Various phase transitions in a holographic p-wave superfluid model with nonlinear terms

Abstract

This study investigates various phase transitions, including those of 2nd, 1st, and 0th order, in a holographic p-wave superfluid model incorporating 4th- and 6th-order nonlinear terms with coefficients $λ$ and $τ$. We demonstrate that these nonlinear terms provide universal control over the phase transitions of the p-wave model, qualitatively consistent with findings in the holographic s-wave case. By analyzing the condensate and free energy behavior across typical phase transitions, we quantitatively map out the $λ-τ$ parameter space that characterizes different transition types. For a slightly negative $λ$, we further establish a $τ-ρ$ phase diagram featuring a line of first-order phase transition points that terminates at a critical point, beyond which lies a supercritical region. Our results confirm the precise tunability of the p-wave superfluid phase transitions through $λ$ and $τ$. The comprehensive phase diagrams and quantitative transition criteria we provide offer a valuable resource for future studies.

Figures (6)

• Figure 1: The condensate (Left) and free energy (Right) of the second order phase transition with ($\lambda=\tau=0$). The blue solid line represents the (meta-)stable section of the normal solution while the blue dashed line represents the unstable section of the normal phase beyond the (quasi) critical point $\rho_c$. The solid green line represents the (meta-)stable p-wave superfluid phase. The black triangle indicates the location of the critical point with $\rho_c$ = 3.6496, where the branch of the superfluid phase is connected to the branch of the normal phase.
• Figure 2: The condensate (Left) and free energy (Right) of the zeroth- order phase transition with ($\lambda=-0.7,\tau=0$). The notion of the green and blue lines as well as the black triangle are used as the same as that int Figure \ref{['2nd']}. The solid red line represents the unstable section of the p-wave superfluid solutions, which is connected to the (meta-)stable section at turning point marked by the blue dot with $\rho_t=3.78444$.
• Figure 3: The condensate (Left) and free energy (Right) of the first- order phase transition with ($\lambda=-1.4,\tau=0.8$).
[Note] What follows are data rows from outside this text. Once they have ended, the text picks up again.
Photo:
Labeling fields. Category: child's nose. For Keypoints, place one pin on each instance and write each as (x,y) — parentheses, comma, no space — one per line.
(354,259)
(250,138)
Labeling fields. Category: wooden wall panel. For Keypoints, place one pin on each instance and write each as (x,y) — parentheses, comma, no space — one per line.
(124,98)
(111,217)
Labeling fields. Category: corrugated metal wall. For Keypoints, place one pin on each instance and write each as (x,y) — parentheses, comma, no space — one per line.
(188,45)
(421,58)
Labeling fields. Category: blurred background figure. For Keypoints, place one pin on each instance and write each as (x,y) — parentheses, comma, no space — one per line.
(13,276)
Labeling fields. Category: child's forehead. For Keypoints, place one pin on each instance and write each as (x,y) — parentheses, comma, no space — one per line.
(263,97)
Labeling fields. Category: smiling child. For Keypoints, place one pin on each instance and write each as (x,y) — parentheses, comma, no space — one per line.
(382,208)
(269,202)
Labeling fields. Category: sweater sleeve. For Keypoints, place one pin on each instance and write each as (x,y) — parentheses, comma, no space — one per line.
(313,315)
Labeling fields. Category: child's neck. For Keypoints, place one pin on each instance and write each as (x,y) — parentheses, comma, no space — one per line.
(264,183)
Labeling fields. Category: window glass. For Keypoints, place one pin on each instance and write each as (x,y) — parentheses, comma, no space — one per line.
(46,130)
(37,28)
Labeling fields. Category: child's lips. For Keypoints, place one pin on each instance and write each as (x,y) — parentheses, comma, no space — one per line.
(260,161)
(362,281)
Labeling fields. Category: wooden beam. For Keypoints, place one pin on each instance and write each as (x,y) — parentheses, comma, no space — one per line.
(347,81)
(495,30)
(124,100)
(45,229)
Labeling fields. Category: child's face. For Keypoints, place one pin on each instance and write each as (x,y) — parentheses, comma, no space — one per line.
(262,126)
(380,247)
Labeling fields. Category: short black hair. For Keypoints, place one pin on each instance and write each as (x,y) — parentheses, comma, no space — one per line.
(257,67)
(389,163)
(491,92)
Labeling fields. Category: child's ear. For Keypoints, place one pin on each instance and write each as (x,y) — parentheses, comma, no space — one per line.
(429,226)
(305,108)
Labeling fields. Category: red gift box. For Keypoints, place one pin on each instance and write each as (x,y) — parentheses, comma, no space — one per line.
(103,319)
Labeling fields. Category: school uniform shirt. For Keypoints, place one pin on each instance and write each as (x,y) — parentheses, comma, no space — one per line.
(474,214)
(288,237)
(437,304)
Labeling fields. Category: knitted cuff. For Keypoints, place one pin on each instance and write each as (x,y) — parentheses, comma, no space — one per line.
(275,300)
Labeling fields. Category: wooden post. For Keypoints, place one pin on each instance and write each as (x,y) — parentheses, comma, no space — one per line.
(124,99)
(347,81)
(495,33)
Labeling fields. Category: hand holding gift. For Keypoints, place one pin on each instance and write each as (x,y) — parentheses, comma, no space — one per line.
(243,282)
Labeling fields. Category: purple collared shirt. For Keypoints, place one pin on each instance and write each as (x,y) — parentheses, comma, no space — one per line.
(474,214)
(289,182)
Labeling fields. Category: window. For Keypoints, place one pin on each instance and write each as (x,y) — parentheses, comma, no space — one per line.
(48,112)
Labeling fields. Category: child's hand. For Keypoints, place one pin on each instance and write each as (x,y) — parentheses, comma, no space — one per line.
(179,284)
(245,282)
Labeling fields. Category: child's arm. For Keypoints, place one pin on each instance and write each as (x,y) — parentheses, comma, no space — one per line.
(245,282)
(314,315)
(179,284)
The notion of the green and blue lines as well as the black triangle are used as the same as that int Figure \ref{['2nd']}. In this plot, the unstable section of the p-wave superfluid solutions marked by the solid red line is connected to the normal solution on the quasi critical point marked by the black triangle, and is connected to the (meta-)stable section marked by the solid green line on the turning point marked by the blue dot with $\rho_t=3.42887$.
• Figure 4: The condensate (Left) and free energy (Right) of the COW phase transition with $\lambda=-0.7$ and $\tau=0.14$. The notion of the green and blue lines as well as the black triangle are used as the same as that int Figure \ref{['2nd']}. The (meta-)stable section of the p-wave superfluid solutions marked by the solid green line is connected to the normal solution on the quasi critical point marked by the black triangle, and is connected to the unstable section marked by the solid red line on the 1st turning point marked by the blue dot with $\rho_{t1}=3.84522$. The other (meta-)stable section of the p-wave superfluid solutions marked by the solid cyan line is connected to the other side of the solid red line on the 2nd turning point marked by the green dot with $\rho_{t2}=3.71325$. The red dot with $\rho_T=3.78758$ mark the position of the first order phase transition between the two sections of superfluid solutions, which is identified by the intersection point of the free energy curve for the two sections of superfluid solutions.
• Figure 5: The $\tau-\rho$ parameter space for the various phase transitions. In this plot, the symbol "COW" stands for "cave of wind" phase transition and the symbol "NSSP" stands for "no stable superfluid phase". "2nd", "1st" and "0th" denote the parameter space of the first-order phase transitions, the second-order phase transitions, and the zeroth-order phase transitions, respectively.